The chief bomb defuser is played by Jeremy Renner (whom I've never heard of before, but is one of the most talented actors I've ever seen -- and looks a little like he's Daniel Craig's less handsome cousin.) He is described approvingly by one officer as "hot shit" -- which he most certainly is. But he's also crazy. He takes insane risks to dismantle these bombs -- sometimes much more risk than he needs to.
When he's rifling through a car to try to find the trigger to five enormous bombs in the trunk, his sergeant, Anthony Mackie, radios to tell him that the area has been cleared from civilians and -- being that there's no broader danger -- they can leave the car to the military engineers.
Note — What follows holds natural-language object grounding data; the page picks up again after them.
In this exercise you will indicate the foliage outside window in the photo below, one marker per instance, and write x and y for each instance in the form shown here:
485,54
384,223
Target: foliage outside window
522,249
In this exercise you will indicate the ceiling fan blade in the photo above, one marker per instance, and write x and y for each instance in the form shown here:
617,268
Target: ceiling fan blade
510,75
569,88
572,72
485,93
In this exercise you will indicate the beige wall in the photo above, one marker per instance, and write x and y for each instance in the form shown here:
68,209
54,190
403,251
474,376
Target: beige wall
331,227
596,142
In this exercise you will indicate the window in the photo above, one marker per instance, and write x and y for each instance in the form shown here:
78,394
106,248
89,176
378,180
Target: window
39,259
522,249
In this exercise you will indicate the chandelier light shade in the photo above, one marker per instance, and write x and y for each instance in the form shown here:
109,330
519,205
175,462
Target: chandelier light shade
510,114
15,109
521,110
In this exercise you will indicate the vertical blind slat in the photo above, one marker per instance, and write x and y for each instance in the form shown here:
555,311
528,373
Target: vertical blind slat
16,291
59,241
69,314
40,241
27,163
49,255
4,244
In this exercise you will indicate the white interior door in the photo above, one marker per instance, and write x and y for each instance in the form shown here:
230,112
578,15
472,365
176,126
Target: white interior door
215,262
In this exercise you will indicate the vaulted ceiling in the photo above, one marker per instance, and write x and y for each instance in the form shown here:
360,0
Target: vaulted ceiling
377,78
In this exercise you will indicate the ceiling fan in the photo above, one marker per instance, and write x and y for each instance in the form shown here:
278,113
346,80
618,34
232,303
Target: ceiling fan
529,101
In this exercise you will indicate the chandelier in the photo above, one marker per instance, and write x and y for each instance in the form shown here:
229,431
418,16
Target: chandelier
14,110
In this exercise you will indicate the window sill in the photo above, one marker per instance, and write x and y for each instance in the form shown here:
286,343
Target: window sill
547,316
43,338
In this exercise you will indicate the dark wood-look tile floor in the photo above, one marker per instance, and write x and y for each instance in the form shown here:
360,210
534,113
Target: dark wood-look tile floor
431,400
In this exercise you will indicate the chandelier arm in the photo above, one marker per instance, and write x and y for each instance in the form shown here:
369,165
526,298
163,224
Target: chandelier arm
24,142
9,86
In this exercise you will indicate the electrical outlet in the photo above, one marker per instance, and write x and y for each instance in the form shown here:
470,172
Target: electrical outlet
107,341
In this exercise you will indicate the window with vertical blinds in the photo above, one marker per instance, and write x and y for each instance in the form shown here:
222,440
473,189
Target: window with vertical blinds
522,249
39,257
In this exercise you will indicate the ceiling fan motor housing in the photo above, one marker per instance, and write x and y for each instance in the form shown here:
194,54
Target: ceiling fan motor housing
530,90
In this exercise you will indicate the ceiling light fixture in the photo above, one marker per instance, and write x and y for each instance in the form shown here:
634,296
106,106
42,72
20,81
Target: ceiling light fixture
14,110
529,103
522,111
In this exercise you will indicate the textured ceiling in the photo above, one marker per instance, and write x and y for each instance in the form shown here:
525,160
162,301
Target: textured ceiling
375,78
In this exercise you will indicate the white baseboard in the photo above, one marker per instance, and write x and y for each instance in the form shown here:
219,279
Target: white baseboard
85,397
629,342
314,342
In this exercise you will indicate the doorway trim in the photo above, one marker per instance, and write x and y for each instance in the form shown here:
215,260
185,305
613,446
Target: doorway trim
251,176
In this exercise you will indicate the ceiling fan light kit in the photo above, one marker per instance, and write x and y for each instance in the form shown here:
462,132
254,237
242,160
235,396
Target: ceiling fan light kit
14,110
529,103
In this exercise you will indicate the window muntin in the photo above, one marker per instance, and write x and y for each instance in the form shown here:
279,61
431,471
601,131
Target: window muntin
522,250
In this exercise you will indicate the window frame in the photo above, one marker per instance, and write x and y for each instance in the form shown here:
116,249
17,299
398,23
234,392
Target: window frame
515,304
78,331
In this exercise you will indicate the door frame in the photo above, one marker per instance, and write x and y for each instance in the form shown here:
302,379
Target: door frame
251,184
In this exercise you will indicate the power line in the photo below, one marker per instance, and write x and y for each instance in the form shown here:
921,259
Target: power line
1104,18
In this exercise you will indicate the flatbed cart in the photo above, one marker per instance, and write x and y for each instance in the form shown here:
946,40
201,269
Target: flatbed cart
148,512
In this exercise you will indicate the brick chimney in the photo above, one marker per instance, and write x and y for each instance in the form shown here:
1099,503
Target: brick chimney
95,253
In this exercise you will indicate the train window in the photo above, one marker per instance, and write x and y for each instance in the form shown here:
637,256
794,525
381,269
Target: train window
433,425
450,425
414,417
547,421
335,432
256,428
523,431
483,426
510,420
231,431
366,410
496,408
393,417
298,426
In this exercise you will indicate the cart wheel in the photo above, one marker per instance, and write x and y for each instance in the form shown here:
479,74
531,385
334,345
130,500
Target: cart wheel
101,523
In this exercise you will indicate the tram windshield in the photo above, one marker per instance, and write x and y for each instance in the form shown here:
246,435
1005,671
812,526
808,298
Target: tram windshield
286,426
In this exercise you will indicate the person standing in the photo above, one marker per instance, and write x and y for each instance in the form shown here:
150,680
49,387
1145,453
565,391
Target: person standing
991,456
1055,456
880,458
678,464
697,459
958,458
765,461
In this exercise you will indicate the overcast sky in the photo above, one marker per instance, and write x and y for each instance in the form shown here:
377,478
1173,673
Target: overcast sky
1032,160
Renner ignores him, and continues trying to find the trigger.
Mackie keeps calling him and calling him until Renner rips off his headphones and gets back to his work.
He needs to dismantle bombs, like Paul Cezanne needs to paint.
This is one of the major themes of the movie -- it's about the beauty of war. How these guys get addicted to it.
But it's also an amazing portrait of how isolated Americans are in that country (or, how isolated they were before the surge, in any event). These guys (there are no women in the movie) head to the trouble spots and are constantly trying to evade death. They don't say much about the grander mission in Iraq -- and they don't care.
On the streets they encounter Iraqis of various degrees of friendliness. (Some are very unfriendly.) But the Iraqis are mostly a bafflement. Another potential source of death. And the bombs that the Iraqis leave for these soldiers are devilish in their violence -- you can fully understand why these soldiers want nothing to do with their potential killers.
The Americans are suspicious of any Iraqi they see -- but how could they not be? Any Iraqi could have a remote detonator that they're waiting to set off at the right time to do the maximum amount of damage. You'd have to be a fool not to be suspicious. Politeness and kindness by the soldiers is usually not reciprocated.
The Hurt Locker is not a perfect movie. There is a subplot in which Renner goes hunting for the killers of an Iraqi child that was pretty mawkish and unnecessary. And I thought the second half went on a bit longer than it needed to. But, overall, it is far and away the single best movie made about Iraq.
But I'd rather not put it that way. How about this: Kathryn Bigelow has simply made a great movie.